Rogozin ocenił, że skala przedsięwzięcia będzie zdecydowanie przewyższać zakres działań jakie podjęli Amerykanie w ramach swojego programu kosmicznego w latach 60 i 70.
Dokładna data rozpoczęcia programu nie została podana. Wiadomo jedynie, że pierwszy lot połączony z lądowaniem astronautów na księżycu planowany jest na początek lat 30.

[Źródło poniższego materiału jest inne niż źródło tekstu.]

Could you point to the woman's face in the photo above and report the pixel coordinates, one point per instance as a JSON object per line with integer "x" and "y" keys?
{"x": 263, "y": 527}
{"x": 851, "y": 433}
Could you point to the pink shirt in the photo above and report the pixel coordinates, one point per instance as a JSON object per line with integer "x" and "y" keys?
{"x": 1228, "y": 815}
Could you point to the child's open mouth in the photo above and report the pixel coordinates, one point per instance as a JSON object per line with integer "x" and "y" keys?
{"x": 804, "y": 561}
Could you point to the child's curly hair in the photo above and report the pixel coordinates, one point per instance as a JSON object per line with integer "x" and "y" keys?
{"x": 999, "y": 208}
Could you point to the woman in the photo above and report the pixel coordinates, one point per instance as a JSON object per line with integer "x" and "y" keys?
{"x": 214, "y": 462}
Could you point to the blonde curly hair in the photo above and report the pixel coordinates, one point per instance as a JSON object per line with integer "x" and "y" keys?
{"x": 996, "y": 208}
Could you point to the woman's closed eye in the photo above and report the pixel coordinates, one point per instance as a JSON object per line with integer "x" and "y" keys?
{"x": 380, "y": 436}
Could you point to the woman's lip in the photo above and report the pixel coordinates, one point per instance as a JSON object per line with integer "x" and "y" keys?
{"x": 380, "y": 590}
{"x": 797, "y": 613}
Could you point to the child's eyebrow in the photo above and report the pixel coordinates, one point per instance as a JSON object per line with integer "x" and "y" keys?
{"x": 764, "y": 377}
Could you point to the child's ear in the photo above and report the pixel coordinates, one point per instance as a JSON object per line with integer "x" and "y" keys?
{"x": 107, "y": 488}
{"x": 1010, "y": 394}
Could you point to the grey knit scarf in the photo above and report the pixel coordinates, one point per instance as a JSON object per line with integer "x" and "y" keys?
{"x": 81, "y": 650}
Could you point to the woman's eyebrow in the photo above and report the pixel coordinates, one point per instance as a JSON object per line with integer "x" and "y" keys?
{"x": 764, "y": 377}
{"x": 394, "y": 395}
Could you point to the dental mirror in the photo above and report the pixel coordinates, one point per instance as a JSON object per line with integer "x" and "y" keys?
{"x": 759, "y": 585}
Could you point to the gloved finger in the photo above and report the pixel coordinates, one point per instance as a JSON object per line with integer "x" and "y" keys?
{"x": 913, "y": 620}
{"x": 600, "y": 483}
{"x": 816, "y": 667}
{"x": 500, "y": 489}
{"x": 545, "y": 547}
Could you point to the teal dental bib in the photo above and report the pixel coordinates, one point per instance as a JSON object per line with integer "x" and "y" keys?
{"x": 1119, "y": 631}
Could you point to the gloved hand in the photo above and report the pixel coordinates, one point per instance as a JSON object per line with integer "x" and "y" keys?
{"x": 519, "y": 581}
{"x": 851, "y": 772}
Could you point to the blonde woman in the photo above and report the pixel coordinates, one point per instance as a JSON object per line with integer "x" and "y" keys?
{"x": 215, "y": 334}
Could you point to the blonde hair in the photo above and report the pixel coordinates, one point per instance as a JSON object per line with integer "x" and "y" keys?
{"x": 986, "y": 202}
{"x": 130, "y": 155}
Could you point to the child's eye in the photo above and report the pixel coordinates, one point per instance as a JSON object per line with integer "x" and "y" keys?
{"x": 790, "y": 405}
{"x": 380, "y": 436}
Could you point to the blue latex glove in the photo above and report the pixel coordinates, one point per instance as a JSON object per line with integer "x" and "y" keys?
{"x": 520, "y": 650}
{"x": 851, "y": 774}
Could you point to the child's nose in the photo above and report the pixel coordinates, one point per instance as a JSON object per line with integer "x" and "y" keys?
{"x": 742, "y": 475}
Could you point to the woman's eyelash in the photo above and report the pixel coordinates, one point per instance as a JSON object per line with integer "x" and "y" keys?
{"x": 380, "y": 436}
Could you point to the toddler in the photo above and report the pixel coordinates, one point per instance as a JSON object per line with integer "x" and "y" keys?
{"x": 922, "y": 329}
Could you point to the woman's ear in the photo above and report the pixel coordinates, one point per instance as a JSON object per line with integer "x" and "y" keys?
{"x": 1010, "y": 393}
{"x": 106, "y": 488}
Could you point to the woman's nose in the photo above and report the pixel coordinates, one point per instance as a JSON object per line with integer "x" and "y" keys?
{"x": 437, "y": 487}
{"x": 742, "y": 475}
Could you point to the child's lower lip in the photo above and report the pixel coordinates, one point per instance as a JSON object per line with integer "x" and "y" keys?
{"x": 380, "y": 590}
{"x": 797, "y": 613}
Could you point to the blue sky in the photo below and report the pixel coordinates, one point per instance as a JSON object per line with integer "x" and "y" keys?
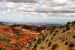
{"x": 15, "y": 13}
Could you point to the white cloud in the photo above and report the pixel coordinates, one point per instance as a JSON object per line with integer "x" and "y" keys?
{"x": 16, "y": 13}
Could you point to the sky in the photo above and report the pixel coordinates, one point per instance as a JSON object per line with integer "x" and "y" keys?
{"x": 33, "y": 11}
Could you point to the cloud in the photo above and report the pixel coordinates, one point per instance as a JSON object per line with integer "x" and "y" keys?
{"x": 33, "y": 12}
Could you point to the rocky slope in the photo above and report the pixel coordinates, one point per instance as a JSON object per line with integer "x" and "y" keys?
{"x": 28, "y": 37}
{"x": 60, "y": 38}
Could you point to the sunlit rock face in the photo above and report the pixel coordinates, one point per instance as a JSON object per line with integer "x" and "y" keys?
{"x": 42, "y": 11}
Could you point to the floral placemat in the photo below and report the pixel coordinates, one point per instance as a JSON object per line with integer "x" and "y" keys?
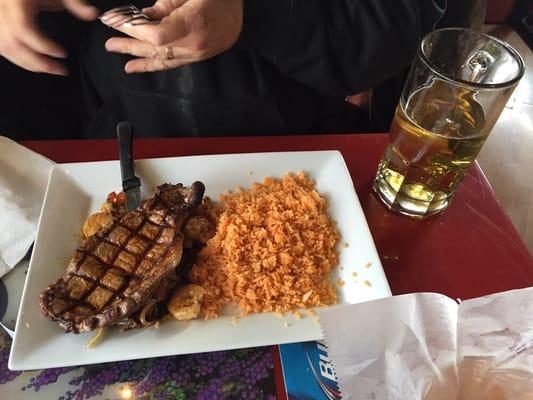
{"x": 236, "y": 374}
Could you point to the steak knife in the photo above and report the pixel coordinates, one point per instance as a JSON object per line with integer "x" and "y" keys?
{"x": 131, "y": 185}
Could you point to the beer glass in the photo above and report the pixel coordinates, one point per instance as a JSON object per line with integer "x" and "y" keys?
{"x": 458, "y": 85}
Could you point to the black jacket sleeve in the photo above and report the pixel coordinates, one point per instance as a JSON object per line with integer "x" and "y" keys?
{"x": 338, "y": 47}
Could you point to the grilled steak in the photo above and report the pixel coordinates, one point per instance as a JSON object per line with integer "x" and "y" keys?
{"x": 126, "y": 264}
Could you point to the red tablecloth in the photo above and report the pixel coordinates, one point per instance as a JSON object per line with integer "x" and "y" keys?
{"x": 470, "y": 250}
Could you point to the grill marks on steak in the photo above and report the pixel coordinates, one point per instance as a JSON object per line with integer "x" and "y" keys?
{"x": 117, "y": 271}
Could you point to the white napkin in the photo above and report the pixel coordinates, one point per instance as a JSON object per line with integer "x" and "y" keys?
{"x": 23, "y": 179}
{"x": 427, "y": 347}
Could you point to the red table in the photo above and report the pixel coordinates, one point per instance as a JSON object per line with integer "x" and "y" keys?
{"x": 472, "y": 249}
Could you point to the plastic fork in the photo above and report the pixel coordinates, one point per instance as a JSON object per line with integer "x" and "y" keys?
{"x": 127, "y": 15}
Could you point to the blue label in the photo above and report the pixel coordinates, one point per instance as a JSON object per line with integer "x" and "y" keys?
{"x": 308, "y": 372}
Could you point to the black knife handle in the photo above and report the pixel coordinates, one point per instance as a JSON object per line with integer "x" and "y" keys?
{"x": 125, "y": 149}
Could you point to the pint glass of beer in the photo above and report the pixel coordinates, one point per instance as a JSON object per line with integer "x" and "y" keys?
{"x": 458, "y": 85}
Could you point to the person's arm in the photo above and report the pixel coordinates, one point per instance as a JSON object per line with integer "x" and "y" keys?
{"x": 338, "y": 47}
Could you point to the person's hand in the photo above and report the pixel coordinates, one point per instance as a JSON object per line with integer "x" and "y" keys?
{"x": 23, "y": 44}
{"x": 188, "y": 31}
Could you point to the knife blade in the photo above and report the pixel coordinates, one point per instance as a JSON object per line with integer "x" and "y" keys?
{"x": 131, "y": 184}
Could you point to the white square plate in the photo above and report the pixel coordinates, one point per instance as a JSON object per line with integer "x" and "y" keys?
{"x": 75, "y": 190}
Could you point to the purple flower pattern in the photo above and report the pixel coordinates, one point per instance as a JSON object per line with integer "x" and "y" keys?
{"x": 237, "y": 374}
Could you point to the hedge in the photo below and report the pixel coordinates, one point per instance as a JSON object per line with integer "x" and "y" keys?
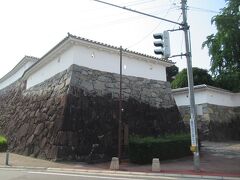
{"x": 3, "y": 144}
{"x": 143, "y": 150}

Ten brak precyzji połączony z nieco fantastycznymi opowieściami o awatarach, o produkowaniu z gruntu księżycowego części zamiennych za pomocą drukarek 3D oraz wykorzystaniu do napędu rakiet helu-3, sprawiają, że jest to kolejna porcja obietnic, jakich ostatnim czasy władza nie szczędzi narodowi.
Adam Bukowski
1 komentarz
ktos
8 listopada 2018 o 08:00Swietnie! Jeszcze jakis program podboju Marsa poprosimy (taki co nie ma analogow na swiecie) i jest mega drogi. Ludzie sie uciesza…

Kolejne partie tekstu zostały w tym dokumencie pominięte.